Das Tempelhofer Feld ist ein Begriff, den selbst ich nicht gerne verwende. Auch weil er mit Schmerzen verbunden ist, zugefügt durch willkürliche Polizeigewalt, damals, bei der Demo mit den hässlichen Shirts in grasgrüner Schrift. Doch genau diese Erinnerungen und viele weitere Informationen veranlassen mich diesen Artikel zu verfassen. Das Tempelhofer Feld wird bebaut. Nein. Es ist schon bebaut worden! Der erste Spatenstich wurde schon getätigt. Nicht von amtierenden Politikern, sondern von denen die da meinen das Tempelhofer Feld vor der Bebauung zu schützen. Wie ist das möglich?

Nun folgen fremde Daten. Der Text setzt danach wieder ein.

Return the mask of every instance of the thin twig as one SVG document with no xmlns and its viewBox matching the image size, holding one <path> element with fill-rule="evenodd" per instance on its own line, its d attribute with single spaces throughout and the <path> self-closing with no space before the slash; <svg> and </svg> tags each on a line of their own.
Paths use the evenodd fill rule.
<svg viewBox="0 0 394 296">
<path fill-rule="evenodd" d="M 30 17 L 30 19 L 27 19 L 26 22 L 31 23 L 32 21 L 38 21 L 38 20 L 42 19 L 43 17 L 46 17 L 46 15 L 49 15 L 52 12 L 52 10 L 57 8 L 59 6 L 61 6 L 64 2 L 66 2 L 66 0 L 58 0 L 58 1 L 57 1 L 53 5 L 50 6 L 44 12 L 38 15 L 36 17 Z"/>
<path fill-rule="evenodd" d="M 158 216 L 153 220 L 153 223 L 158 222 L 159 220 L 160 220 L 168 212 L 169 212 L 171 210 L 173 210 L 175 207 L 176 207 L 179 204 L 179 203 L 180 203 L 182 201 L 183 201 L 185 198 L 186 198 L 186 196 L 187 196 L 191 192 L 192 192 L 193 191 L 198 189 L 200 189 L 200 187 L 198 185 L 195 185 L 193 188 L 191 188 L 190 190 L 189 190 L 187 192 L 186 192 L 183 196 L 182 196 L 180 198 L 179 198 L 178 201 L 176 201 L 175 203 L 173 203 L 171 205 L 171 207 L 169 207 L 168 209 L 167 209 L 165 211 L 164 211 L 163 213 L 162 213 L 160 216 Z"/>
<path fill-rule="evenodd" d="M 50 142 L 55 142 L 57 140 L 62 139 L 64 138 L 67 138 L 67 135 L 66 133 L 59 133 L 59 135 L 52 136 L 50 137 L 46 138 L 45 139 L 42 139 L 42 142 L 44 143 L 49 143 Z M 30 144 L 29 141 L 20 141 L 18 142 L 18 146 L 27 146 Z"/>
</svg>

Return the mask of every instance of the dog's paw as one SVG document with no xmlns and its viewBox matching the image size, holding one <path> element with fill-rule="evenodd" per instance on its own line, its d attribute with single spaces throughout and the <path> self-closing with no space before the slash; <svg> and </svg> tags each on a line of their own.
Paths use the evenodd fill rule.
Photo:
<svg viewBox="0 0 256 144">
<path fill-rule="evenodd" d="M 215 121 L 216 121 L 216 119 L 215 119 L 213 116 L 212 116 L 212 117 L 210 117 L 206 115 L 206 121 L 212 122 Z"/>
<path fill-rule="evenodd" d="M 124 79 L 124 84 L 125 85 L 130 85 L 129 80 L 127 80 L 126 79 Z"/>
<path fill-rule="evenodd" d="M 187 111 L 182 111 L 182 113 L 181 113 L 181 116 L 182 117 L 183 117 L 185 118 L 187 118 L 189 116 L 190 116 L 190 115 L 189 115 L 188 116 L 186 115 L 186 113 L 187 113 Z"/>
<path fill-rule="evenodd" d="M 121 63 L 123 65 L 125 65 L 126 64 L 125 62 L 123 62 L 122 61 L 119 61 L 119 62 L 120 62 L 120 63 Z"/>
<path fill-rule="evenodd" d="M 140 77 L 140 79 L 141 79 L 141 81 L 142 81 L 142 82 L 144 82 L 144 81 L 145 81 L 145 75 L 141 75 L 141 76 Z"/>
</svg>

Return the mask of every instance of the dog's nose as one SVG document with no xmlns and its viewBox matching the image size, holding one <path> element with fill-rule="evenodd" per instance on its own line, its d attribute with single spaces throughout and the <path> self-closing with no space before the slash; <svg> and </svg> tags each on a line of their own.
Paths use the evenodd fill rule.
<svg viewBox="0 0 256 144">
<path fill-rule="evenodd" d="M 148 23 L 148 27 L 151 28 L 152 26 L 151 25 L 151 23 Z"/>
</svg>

An der HU Berlin wird bereits darüber geforscht, wie die Bebauung gelingen kann. Nicht direkt, sondern völlig indirekt. Und hier die Schlagworte woran die HU Berlin forscht und die zutreffen:

- urban agriculture
- urban gardening
- urban farming
- aquaculture

"urban gardening" --- wäre hätte es gedacht, fast schon eine Erfindung der Linken Szene. Ich kann mich noch genau erinnern, an den Aufruf, damals bei der Demo am Tempelhofer Feld, mit Bällen aus Samenkörnern den Anfang zu machen, den ersten Spatenstich. Dort wo mein Samen hinfällt, dort ist mein Garten. Garten, das ist nicht Wildnis, das ist Bewirtschaftung, das ist Landwirtschaft.

Diese aufgelisteten Schlagwörter landen immer häufiger in den Nachrichten. Hauptsächlich hippe Start-Ups stehen damit in Verbindung, in den Städten.

Nachdem die intensive Landwirtschaft auf dem Land nicht mehr aufzuhalten ist und in den Städten jedes grüne Ecke, und sogar schon die Friedhöfe(!), zur Ausgleichsfläche von intensiver Landwirtschaft (und CO2?) zertifiziert wurden, soll nun jedes Stück Land in den Städten, das nicht für den Zertifikatehandel taugt, landwirtschaftlich genutzt werden. Doch wer will sich schon als Politiker selbst die Hände schmutzig machen? Bei der Festsetzung von Geschützen Grünanlagen in den Städten sind die Links-Grünen ganz vorne dabei. Doch hier betrifft es kein mögliches Bauland. Hier geht es um Zertifikatehandel zur Legitimierung von intensiver Landwirtschaft auf dem Land, und mittlerweile auch um Bebauung in der Stadt. Denn das geht soweit, dass dort schon das Wort Komprimierung Einzug gehalten hat. Es werden mehrere unbebaute Grünflächen zu einer komprimiert. Wo früher weite wilde Wiese war werden Steinhaufen und Teiche gebaut, weil dort nun auch die Eidechsen von woanders wohnen sollen, ob sie wollen oder nicht. Wer anstelle eines Steinhaufes oder Teichs wohnte... ach wer denkt den an sowas! Da wohnte doch keiner, war doch nur wilde Wiese!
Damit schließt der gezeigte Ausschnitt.